An old thread with some recent comments. And I'm meeting with a prospective client tomorrow so I thought I'd bump it again to see if anybody else has any of these "awesome" stories to share about Yodle.

They got this business to move their marketing over to a new site, owned by Yodle, including all of their local as well, with a toll free tracking number. It's quite a mess.
 
Lloyd, please tell them to stay away. Get on your knees and beg, whatever you have to do. They made such a mess of things for my client, and now I'm having to dig him out of deep muck, including what appears to be a big kick in the patoot from Google for the most awful, overfully optimized, keyword stuffed G+ description I've ever seen. And hopefully they're reading that so that they get some proper training and management into their staff. Hear that Yodel? Linda has the best training right here. Come and get it!

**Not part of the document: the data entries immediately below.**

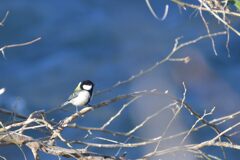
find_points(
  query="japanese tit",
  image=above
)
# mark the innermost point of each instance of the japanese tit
(81, 95)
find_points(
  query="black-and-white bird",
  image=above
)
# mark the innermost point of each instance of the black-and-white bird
(81, 95)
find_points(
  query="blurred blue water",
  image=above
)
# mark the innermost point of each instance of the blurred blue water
(108, 41)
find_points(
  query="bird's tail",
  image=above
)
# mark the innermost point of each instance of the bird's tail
(64, 104)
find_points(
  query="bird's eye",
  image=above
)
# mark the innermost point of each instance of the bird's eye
(87, 87)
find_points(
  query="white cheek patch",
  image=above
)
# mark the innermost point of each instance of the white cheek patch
(87, 87)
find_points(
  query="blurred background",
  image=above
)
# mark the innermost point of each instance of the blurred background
(107, 41)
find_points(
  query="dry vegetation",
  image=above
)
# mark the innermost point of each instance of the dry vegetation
(15, 132)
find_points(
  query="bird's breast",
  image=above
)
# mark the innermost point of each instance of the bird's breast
(82, 98)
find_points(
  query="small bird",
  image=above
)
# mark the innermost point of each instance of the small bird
(81, 95)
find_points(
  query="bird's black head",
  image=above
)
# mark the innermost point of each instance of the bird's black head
(87, 85)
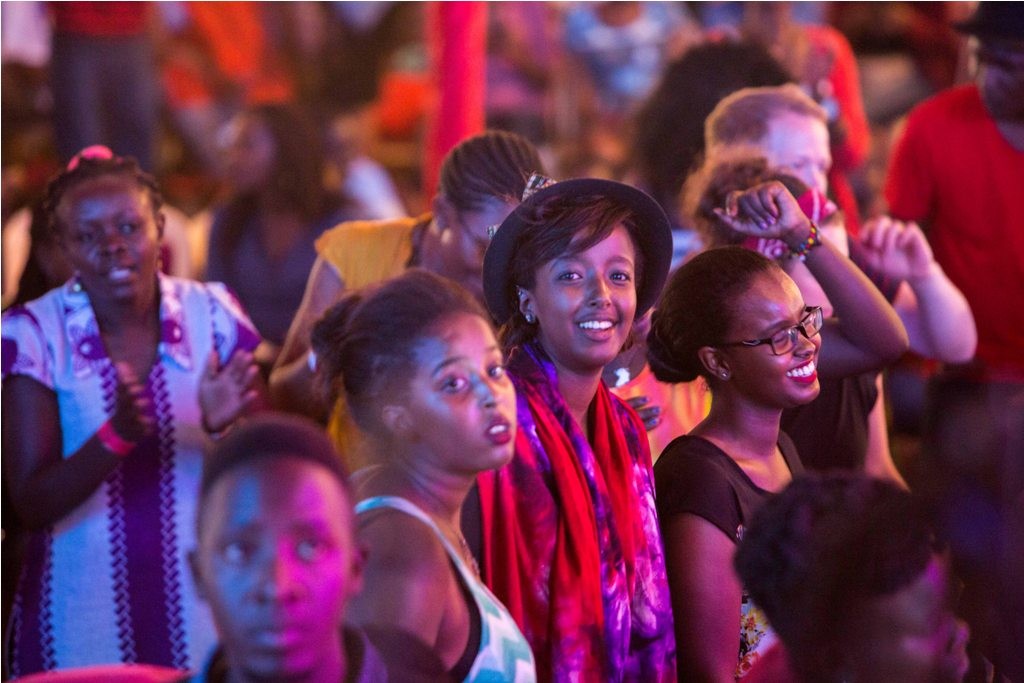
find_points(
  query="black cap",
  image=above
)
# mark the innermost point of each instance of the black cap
(995, 19)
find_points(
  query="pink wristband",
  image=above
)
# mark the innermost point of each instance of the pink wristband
(113, 441)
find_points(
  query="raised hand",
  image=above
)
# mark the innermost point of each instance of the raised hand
(767, 210)
(133, 418)
(225, 393)
(898, 250)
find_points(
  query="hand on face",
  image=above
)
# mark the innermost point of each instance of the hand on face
(225, 393)
(767, 210)
(898, 250)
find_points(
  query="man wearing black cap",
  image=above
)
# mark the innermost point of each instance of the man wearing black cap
(960, 170)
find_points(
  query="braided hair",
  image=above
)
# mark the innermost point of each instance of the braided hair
(365, 343)
(697, 308)
(482, 167)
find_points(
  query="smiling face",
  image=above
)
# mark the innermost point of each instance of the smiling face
(460, 404)
(585, 303)
(276, 561)
(771, 304)
(111, 236)
(799, 144)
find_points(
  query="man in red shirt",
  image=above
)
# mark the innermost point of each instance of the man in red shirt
(958, 170)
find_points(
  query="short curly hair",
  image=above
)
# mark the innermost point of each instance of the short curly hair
(824, 546)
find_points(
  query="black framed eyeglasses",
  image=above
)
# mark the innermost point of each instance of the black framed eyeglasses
(784, 341)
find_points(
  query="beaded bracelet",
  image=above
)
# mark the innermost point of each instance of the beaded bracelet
(804, 248)
(113, 441)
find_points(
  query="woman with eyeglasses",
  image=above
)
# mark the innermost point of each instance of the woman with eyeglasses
(734, 317)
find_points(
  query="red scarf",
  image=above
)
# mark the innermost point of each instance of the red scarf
(562, 532)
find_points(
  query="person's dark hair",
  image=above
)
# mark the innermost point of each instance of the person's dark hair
(552, 226)
(824, 546)
(90, 168)
(365, 343)
(707, 188)
(269, 436)
(696, 309)
(482, 167)
(296, 183)
(670, 127)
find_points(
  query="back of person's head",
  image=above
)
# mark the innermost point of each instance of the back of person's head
(697, 308)
(90, 164)
(267, 437)
(492, 165)
(296, 180)
(821, 556)
(743, 117)
(708, 188)
(365, 343)
(670, 127)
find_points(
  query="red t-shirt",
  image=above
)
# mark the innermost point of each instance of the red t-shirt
(954, 171)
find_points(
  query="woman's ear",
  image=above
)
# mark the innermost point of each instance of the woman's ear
(525, 304)
(715, 363)
(197, 572)
(397, 421)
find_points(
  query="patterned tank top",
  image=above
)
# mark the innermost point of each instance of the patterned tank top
(504, 653)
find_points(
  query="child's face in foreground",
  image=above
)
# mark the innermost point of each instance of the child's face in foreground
(276, 562)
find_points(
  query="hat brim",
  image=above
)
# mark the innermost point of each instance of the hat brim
(653, 235)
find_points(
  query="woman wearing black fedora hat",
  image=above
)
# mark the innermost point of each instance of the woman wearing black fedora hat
(570, 542)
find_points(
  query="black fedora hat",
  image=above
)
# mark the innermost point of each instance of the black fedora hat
(653, 235)
(995, 19)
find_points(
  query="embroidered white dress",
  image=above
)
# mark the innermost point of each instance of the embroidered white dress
(110, 583)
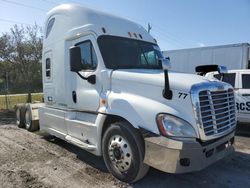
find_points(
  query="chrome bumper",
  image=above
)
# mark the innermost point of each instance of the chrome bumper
(176, 156)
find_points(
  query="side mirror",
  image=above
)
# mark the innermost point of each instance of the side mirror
(222, 69)
(165, 64)
(75, 59)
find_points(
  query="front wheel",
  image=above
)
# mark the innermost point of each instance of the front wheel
(123, 152)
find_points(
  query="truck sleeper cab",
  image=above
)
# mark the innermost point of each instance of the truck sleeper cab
(107, 89)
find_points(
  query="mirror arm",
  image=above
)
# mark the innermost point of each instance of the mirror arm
(91, 79)
(82, 77)
(167, 93)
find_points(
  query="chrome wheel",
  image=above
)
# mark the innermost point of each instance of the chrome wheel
(120, 153)
(27, 120)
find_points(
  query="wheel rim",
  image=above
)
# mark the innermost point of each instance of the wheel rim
(120, 153)
(18, 118)
(27, 120)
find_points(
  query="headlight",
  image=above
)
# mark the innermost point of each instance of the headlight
(174, 127)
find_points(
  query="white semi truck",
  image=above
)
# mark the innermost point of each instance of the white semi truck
(107, 89)
(233, 56)
(240, 80)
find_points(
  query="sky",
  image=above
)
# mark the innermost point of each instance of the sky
(176, 24)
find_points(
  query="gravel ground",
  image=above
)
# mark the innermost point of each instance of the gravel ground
(36, 160)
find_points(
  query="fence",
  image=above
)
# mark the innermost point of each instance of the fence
(9, 101)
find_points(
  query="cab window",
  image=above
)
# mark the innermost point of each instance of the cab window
(228, 78)
(88, 55)
(245, 81)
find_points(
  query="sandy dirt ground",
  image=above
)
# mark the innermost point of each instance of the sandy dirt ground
(35, 160)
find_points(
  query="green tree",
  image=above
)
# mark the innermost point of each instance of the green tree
(21, 52)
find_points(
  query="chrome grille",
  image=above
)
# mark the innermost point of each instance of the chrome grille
(217, 111)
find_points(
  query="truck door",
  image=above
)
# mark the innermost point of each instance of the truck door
(243, 97)
(84, 96)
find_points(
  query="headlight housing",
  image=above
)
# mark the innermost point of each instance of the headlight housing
(173, 126)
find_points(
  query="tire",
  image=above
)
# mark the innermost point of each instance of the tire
(20, 115)
(30, 125)
(123, 152)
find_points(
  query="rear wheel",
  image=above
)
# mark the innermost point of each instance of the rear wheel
(123, 152)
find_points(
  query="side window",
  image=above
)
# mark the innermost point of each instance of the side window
(48, 68)
(245, 81)
(49, 26)
(88, 55)
(229, 78)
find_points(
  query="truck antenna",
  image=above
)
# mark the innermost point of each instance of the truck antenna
(149, 27)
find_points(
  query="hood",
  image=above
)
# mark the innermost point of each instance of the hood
(178, 81)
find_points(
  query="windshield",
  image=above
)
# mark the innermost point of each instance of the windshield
(125, 53)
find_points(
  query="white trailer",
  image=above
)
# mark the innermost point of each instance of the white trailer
(234, 56)
(107, 89)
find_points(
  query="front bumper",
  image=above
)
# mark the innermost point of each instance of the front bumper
(176, 156)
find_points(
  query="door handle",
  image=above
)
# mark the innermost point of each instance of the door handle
(74, 96)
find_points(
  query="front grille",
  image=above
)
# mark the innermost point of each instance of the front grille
(217, 110)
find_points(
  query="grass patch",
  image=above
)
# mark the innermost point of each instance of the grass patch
(12, 100)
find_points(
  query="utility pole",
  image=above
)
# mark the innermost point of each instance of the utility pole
(149, 27)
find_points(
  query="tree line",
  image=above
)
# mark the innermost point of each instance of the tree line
(20, 60)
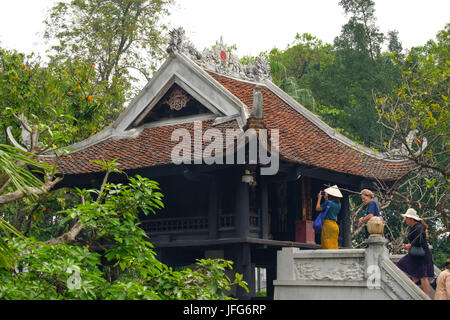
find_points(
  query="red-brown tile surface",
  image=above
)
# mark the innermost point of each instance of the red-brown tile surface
(300, 141)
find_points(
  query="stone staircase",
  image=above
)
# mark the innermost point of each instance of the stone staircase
(347, 274)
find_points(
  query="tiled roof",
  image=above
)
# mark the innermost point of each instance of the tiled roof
(301, 141)
(151, 148)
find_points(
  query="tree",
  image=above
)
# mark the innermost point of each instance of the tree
(117, 36)
(106, 255)
(416, 117)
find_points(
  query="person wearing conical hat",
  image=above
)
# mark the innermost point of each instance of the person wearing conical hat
(372, 210)
(415, 266)
(443, 283)
(330, 229)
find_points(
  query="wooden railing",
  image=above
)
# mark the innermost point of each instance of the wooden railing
(193, 224)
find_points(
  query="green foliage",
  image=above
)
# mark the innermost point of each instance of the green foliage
(124, 36)
(60, 104)
(112, 258)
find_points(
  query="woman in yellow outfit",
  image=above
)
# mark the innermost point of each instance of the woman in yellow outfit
(330, 229)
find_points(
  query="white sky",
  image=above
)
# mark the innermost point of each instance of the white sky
(252, 25)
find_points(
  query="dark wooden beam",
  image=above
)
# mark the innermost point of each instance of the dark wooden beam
(213, 209)
(264, 209)
(242, 205)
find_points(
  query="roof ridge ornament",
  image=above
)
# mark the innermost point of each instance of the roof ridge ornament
(218, 59)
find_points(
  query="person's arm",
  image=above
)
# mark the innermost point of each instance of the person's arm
(370, 214)
(417, 235)
(319, 199)
(447, 286)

Lloyd I'm so passionate about this, I had to stop what I was doing to run over and help some other poor soul. Don't let what happened to our clients happen to yours. Please.
 
They are already there. I'm trying to move them away. It shouldn't be too difficult but I want to walk in with as much ammunition as possible.

So far I've found:

1. Yodle owns the domain they are doing all of their marketing from
2. There is duplicate content on that domain shared with about 40 other sites
3. They're using a toll free number instead of a local
4. They also claimed ownership of their GMB page
5. They failed to clean up previous listings so there are a ton of duplicates due to the new phone number
6. Their GMB description is incredibly spammy
7. Their GMB description is using a suboptimal category (bookkeeping services vs. CPA Firm)
8. Their website is not properly optimized for local.

And the bottom line is their rankings are horrible. It's only been about 3 months but they should be showing up higher than they are.